Center for Social Policy Takes on Role in Fairmount Corridor Improvements
May 27, 2011
Along a nine-mile stretch of Boston between South Station and Readville, known as the Fairmount Corridor after the MBTA commuter rail line that runs through it, a slow-moving urban renaissance is in effect.
The Boston Foundation, one of the country’s oldest and largest philanthropic foundations, has awarded Friedman and the CSP a $500,000 grant for their watchdog project, “People and Place: Understanding the Processes, Outcomes, and Impacts of Interventions of the Fairmount Corridor Initiative.”
In the Fairmount Corridor, comprising parts of Roxbury, Mattapan, Dorchester, and Hyde Park, many of Boston’s low-income and working-class families struggle with poverty, low wages, unemployment, and limited access to public transportation; Friedman points out that people living in Boston’s western suburbs have more public transit options for travel to the downtown area than the Bostonians in the Fairmount Corridor.
Over the past twenty years, several community development corporations (CDCs) have been working together to advocate for and enact improvements to the region, including adding stops on the commuter rail to improve access to jobs, creating more affordable housing for residents, and transforming abandoned properties into green spaces.
Their efforts are paying off: The MBTA has agreed to add four stations to the existing five stops on the Fairmount Line; plans are in progress to create “urban villages,” walkable centers of commerce and recreation for residents; and the resulting development will create jobs.

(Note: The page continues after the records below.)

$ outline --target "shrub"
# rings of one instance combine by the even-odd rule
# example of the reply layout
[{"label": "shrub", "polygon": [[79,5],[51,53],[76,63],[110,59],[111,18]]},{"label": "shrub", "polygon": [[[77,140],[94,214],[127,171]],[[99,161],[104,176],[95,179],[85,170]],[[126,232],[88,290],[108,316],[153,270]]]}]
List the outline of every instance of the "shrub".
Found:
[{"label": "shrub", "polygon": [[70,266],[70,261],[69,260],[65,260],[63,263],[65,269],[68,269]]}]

The Boston Foundation provides much of the funding for these projects to the CDCs involved. The CSP will evaluate the results of these initiatives, using real-time data to help direct and improve the plans to revitalize the Fairmount Corridor.
“The Boston Foundation made a decision to invest resources heavily in particular neighborhoods,” Friedman says. “Our role is to facilitate an alignment of these initiatives, maximizing our collective resources. We’ll also be an evaluation partner.”

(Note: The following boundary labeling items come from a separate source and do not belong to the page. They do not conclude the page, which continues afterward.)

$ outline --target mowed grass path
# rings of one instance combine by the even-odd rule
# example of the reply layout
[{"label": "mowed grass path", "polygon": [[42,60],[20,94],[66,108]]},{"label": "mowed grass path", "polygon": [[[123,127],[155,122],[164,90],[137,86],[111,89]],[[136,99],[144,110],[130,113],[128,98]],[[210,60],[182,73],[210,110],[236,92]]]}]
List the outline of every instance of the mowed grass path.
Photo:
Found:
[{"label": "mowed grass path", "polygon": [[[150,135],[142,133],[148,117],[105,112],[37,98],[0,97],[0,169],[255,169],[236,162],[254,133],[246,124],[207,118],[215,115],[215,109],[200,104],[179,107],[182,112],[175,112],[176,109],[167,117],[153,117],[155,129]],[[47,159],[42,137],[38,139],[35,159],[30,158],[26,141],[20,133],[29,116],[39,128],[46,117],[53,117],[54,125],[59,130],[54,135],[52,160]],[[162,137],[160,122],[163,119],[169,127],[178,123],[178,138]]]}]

While the members of the CDCs funded by the Boston Foundation share a unique understanding of the Fairmount Corridor community’s needs, the CSP has extensive expertise and experience in poverty policy that will, Friedman hopes, prevent missteps. She explains that development in economically troubled areas often leads to unintended consequences.
“Gentrification creeps in as the community improves,” she says. “Poverty decreases, but the people who live there can no longer afford to stay.” Additionally, she says, a focus on creating minimum-wage jobs forces would-be employees living in poverty to make difficult decisions: between earning their own money, but not enough to live on, and qualifying for the public assistance programs they need to survive.

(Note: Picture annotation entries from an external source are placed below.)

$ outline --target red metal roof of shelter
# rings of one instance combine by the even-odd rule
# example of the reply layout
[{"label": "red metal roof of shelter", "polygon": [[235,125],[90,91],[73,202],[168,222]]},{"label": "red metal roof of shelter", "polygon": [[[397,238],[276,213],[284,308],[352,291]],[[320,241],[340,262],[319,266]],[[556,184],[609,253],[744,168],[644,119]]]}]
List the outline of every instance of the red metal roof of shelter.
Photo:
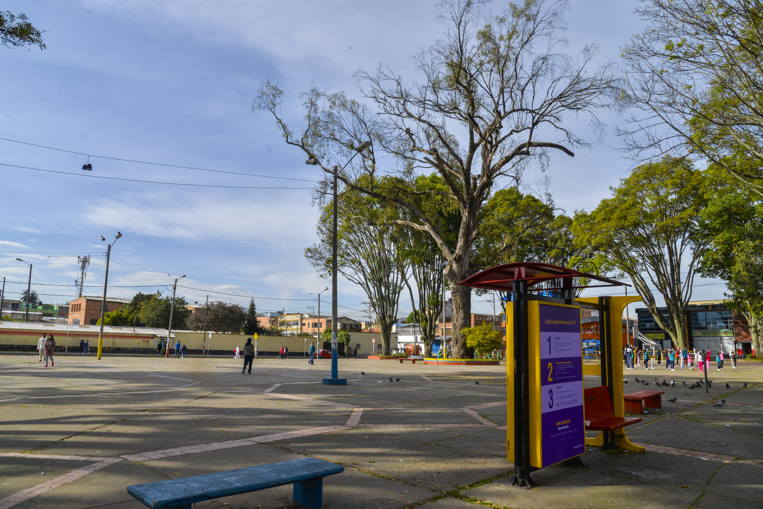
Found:
[{"label": "red metal roof of shelter", "polygon": [[580,272],[574,269],[549,265],[549,264],[525,261],[516,261],[511,264],[491,267],[489,269],[485,269],[481,272],[478,272],[475,275],[467,277],[459,283],[459,284],[465,287],[510,292],[515,280],[526,280],[527,281],[527,286],[532,287],[534,284],[548,280],[564,280],[565,278],[569,278],[569,280],[571,281],[573,277],[585,277],[589,280],[601,281],[606,284],[588,285],[586,287],[568,287],[565,285],[566,287],[580,289],[593,287],[630,286],[613,279],[602,277],[601,276],[597,276],[588,272]]}]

“What we want to ask is,” Friedman says, “how is it working for people who are working? Do they have enough to live on? To meet basic needs? Food assistance, temporary aid, healthcare – are they accessing these resources? Is there an eligibility gap?”
Friedman and the CSP will gather information from residents and community members to inform their feedback.
“We’re committed to engaging people in these neighborhoods to document their stories,” she says, “and tapping their wisdom about the changes that are needed in policies: local, state, and federal.”
As Friedman and the project’s co-director, Michael Stone, a senior fellow at the CSP and a professor of community planning and public policy in the College of Public and Community Service, carry out their assessment of the Fairmount Corridor improvements, they are excited about involving UMass Boston students.
“We have students on campus who’ve been activists in the Fairmount Corridor. I’m envisioning that when we’re evaluating [these initiatives], they can have a role with us. They’ll be a good source of information on what’s happening in their communities; they’ll provide another perspective and inform the depth of our perspective,” she says.
The grant from the Boston Foundation will provide the CSP with $100,000 annually for five years to conduct its research and make recommendations.
“It’s a lot of work, but we’re very excited about it,” Friedman says. “It’s complex: There are lots of stakeholders, lots of organizations we’re connecting with to do this work. We’re in it for the long-term so we can really dig in."